Personally, I think the greatest potential is for areas such as chronic diseases and cancer. As here personalized reference intervals may be used to detect important significant changes for an individual earlier and thus be important to inform on the best follow-up and treatment.
Bob Barrett:
Well finally Dr. Aarsand, from your perspective, how can personalized reference intervals make the jump to routine clinical practice?
Aasne Aarsand:
Well, the concept of personal reference interval is not new, but there have been barriers for its implementation, including that previous historical models have been too complex and not gained traction or implement--people have not tried to implement them. And an important step forward for this is that we have recently developed a simple model for calculating personalized reference intervals. This model utilizes test result derived from a steady state setting to estimate the homeostatic set point. And thereafter the variation around the set point, i.e., representing the limits of the personalized reference interval, are calculated based on estimates of biological variation for that measurand. And these biological variation estimates can be derived either from population data such as those found in the EFLM Biological Variation Database, or derived from data of the individual in question.
So, there you have sort of the model, but in addition there are a number of other factors that must be considered prior to using personalized reference intervals in routine clinical practice.

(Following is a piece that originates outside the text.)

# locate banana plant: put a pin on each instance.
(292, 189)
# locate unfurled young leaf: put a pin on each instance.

Firstly, the measurand must not be influenced by trends biological rhythms, as then that will cloud your interpretation.
And there must also for the individual being assessed, be sufficient historical data from a steady state situation so that you’re actually able to estimate the individual homeostatic set point. And for this scenario it’s important to take into account that over time, laboratories may be using different measurement procedures.
Secondly, from a more practical point of view, routine use depends on the implementation of algorithms and flagging in laboratory systems or electronic health journals to facilitate their use. And very importantly, we also need further clinical studies on the utility and the usefulness of personalized reference intervals. The concept is very promising, but there is still today a lack of evidence that shows it leads to improved patient outcomes.
Bob Barrett:
That was Dr. Aasne Aarsand from Haukeland University Hospital, Bergen, Norway. She wrote a perspective article in the September 2025 issue of Clinical Chemistry about using individual set points as an alternative to population-based reference intervals. And she’s been our guest in this podcast on that topic. I’m Bob Barrett. Thanks for listening.